This is about feeding geriatric cats. It’s an important topic because it can prevent obesity. Feline obesity can decrease lifespan. As expected geriatric cats are less active. They require up to 30% fewer calories than younger cats. Their diet needs to be adjusted otherwise they might be overfed and gain weight.
Tip from Dr Bruce Fogle: He recommends Akivait for Cats. Don’t use the canine variety. He says that in dogs it resulted in improvements in ‘signs of disorientation, social interaction and house soiling. It contains omega-3 fish oils, vitamins E and C, L-carnitine, alpha lipoic acid (for dogs only), coenzyme Q, phosphotidylserine and selenium.’
It is agreed that a reduced-calorie diet is important for senior cats. Specifically, the average senior cat of reasonable weight requires about 20 calories per pound, or per 0.45 kg, of body weight per day. It might even be less than this. This is a guideline only. Health conditions may vary the amount.
If you feed your cat wet cat food you can divide up the daily amount into three equal parts. You can provide these smaller parts at regular intervals throughout the day. It’s better to let the food warm up slightly before feeding. If your cat is underweight it might be better to provide three or four meals a day.

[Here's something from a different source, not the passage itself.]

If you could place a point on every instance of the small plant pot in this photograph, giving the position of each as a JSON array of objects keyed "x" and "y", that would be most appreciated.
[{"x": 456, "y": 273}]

You can buy senior cat food but perhaps a more sensible alternative is to feed less of an adult maintenance diet. The diet also depends upon the activity levels and general health of your senior cat. The cat food label should tell you how many calories are in a serving of cat food. Although, personally, I find labels hard to read.
In an ideal world, cat owners should weigh their cat and work out the daily calories required and from that figure out how much to feed her each day based upon the amount of calories in the food. Adjustments can be made for the reasons above. If your cat is losing weight she may be ill and you should see a veterinarian.
If your cat is already obese she should be placed in a weight loss diet. You might consult your veterinarian beforehand as a precaution. This is because there may be a medical reason for the obesity. Veterinarians will provide dietary instructions.
Senior cats should lose weight gradually at no more than 1.5% of the body weight per week. Try and avoid table scraps and treats between meals as these force up the calorie intake and spoil the diet, unless you adjust the diet accordingly. Older cats are less tolerant of changes to diet and therefore it should be gradual as mentioned.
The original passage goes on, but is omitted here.